Pour Macron (et la droite), la famille n’est pas une priorité
A l’heure où nous sommes face à un enjeu civilisationnel européen, où les familles sont malmenées par leur appauvrissement économique, le délitement des liens, l’individualisme, par les séparations, il est urgent que la droite s’empare de ce sujet et parle sans honte du premier maillon qui structure notre société : la famille. C’est un sujet qui nous concerne tous, quels que soient nos choix de vie, nos opinions, notre vécu. L’universalité du droit aux allocations familiales doit être réaffirmée car elle maintient pour partie l’équilibre du niveau de vie entre ménages sans enfant et ménages ayant des enfants à charge. Le droit aux allocations familiales (non imposables et sans condition de ressources) doit être assuré dès le premier enfant. Voici le sine qua non que devrait porter a minima une droite courageuse.
Dans une interview au Figaro, Emmanuel Macron reconnaissait la politique défavorable à la famille du gouvernement dont il avait été ministre, tout en la maintenant en dehors de ses choix budgétaires d’avenir: « Il faut reconnaître qu’on a modifié à la fois le quotient familial et les allocations familiales. Ce n’était pas l’engagement initial. Cela a été vécu comme une politique défavorable à la famille. Mon souhait est de préserver la capacité de vivre bien dans une famille, en France. C’est une priorité, même si ce n’est pas pour l’instant dans ma trajectoire budgétaire ».

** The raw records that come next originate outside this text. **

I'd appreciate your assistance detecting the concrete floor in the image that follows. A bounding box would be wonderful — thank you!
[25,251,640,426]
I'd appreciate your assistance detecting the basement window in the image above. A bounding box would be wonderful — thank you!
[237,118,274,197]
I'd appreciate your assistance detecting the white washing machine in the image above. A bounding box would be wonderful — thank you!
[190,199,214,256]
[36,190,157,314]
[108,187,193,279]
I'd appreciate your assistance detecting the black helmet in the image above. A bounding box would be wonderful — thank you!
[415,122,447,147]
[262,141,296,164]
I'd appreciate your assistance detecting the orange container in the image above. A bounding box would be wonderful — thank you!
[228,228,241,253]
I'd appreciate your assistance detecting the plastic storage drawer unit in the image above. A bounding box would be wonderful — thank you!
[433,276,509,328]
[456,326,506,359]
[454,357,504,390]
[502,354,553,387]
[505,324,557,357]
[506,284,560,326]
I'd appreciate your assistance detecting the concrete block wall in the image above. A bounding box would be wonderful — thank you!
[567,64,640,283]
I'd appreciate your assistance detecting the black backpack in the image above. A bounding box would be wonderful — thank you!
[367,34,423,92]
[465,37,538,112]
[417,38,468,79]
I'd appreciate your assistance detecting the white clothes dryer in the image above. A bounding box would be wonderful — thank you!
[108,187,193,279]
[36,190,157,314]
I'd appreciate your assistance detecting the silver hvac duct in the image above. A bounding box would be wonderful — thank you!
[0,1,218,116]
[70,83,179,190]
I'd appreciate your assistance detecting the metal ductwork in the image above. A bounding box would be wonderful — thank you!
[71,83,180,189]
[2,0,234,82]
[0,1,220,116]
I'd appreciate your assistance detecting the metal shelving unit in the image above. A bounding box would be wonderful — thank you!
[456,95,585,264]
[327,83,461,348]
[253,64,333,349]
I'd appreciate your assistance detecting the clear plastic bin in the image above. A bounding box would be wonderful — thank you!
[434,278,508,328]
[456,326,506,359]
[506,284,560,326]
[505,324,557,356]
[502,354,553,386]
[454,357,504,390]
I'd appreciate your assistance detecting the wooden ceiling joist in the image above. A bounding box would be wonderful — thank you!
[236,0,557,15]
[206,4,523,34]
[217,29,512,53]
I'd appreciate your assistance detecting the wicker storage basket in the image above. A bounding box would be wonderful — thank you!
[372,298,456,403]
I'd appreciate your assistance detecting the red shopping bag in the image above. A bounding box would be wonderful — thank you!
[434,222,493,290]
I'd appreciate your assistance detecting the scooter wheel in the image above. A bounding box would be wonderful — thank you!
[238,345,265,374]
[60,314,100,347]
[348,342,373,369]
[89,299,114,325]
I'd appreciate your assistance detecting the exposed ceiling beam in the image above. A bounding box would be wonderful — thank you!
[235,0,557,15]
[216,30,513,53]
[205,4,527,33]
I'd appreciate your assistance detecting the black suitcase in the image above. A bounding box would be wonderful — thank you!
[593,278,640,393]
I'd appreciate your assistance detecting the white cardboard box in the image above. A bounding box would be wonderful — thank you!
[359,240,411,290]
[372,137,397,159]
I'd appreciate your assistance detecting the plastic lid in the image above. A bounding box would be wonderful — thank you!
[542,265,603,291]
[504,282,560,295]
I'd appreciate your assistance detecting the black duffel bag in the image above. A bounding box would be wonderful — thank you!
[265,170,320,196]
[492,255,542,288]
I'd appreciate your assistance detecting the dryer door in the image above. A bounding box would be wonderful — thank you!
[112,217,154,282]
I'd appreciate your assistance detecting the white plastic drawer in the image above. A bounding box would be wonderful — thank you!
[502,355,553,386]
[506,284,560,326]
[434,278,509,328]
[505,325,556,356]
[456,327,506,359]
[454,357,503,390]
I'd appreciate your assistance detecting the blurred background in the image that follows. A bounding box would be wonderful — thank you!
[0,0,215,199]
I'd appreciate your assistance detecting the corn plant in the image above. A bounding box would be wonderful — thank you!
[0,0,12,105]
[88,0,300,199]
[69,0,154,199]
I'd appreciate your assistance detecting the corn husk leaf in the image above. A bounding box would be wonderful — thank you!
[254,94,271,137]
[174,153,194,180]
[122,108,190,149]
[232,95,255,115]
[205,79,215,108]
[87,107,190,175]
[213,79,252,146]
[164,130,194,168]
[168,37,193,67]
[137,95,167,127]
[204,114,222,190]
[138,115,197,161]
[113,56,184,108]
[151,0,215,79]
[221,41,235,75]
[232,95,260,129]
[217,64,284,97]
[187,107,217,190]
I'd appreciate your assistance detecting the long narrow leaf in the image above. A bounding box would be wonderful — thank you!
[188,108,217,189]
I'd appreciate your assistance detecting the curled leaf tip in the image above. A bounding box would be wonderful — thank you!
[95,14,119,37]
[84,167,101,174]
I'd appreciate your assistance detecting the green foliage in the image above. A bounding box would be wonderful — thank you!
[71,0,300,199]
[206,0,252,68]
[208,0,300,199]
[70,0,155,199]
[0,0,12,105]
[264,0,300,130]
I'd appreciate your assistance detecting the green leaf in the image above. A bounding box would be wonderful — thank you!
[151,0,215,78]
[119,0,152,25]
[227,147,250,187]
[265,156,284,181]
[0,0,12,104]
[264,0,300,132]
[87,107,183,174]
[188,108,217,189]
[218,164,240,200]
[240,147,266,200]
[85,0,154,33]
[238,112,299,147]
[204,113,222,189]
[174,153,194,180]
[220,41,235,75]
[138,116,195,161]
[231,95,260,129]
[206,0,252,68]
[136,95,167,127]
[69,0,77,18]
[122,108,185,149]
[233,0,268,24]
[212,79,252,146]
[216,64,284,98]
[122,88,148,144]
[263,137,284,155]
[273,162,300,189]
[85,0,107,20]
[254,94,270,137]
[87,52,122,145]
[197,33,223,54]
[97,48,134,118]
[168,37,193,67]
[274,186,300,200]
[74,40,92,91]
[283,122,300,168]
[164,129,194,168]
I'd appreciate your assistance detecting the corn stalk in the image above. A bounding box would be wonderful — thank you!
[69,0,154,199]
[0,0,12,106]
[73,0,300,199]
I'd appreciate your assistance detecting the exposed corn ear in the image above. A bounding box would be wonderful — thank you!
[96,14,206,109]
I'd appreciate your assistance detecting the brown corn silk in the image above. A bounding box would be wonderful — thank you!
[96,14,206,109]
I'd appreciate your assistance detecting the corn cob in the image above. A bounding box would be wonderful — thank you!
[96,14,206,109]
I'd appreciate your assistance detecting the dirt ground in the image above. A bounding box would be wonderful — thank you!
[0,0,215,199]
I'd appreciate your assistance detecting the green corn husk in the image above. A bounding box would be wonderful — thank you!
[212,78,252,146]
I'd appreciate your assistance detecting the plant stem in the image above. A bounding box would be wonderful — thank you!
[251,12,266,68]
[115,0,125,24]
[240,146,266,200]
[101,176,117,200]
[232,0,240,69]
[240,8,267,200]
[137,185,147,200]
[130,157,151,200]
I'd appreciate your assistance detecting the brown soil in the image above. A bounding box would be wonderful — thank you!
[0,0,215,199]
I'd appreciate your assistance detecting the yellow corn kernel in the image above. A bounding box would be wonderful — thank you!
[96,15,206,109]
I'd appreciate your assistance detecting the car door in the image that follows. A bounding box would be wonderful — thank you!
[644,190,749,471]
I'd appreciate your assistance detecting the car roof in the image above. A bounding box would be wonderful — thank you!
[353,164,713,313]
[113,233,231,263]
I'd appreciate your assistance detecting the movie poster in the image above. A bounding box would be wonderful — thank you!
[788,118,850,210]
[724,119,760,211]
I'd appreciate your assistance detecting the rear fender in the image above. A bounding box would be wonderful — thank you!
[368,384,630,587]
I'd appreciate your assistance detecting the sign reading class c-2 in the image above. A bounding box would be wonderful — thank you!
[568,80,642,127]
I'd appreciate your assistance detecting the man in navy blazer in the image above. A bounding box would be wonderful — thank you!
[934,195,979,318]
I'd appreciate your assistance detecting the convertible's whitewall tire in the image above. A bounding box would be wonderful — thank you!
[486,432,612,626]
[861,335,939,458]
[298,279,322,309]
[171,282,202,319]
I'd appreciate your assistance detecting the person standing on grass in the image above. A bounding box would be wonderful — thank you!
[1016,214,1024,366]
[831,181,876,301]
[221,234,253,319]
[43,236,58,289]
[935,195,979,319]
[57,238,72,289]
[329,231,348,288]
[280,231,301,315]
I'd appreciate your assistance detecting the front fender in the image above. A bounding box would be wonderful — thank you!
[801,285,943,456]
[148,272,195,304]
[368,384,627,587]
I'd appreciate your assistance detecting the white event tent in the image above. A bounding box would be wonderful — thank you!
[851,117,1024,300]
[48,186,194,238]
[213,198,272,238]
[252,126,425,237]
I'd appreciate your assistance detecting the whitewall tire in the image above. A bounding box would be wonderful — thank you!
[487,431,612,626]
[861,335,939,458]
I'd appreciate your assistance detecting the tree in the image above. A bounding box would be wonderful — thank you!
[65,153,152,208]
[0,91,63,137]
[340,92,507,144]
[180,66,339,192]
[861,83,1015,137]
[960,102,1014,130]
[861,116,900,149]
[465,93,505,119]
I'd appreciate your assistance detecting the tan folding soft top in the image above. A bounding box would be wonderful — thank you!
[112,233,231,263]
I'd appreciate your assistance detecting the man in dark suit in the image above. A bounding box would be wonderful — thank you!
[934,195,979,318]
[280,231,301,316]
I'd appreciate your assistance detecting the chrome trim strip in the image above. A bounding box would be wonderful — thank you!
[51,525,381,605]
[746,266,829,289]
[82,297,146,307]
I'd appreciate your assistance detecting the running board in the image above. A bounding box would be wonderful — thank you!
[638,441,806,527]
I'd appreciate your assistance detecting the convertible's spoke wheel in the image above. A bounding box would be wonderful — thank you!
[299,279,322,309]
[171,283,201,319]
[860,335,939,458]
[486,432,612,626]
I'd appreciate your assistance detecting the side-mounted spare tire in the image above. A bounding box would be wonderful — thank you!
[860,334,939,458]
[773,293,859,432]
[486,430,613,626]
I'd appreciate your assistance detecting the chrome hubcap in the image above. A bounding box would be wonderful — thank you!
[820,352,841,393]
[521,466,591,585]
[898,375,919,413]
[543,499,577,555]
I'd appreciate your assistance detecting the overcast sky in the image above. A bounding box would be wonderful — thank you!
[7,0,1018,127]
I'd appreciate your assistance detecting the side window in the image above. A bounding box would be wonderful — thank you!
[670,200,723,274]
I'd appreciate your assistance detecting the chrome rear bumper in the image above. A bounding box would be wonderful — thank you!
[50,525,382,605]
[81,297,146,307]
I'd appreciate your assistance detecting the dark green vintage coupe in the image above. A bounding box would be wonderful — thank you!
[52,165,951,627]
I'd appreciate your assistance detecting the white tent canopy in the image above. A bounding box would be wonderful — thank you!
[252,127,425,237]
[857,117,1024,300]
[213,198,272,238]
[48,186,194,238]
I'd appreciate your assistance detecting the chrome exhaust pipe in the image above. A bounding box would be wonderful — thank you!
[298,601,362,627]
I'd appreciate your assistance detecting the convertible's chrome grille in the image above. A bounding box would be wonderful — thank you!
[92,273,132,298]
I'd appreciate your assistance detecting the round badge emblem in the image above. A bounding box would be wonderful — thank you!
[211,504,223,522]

Si la priorité de l’actuel président est « de préserver la capacité de vivre bien dans une famille, en France », il sera heureux d’apprendre que cela tient souvent à des choses qui le dépassent, mais qu’en revanche il ne dépend que de lui que les familles vivent mal en France. Pendant ce temps, la droite continue de se taire. Paradoxale et sidérée.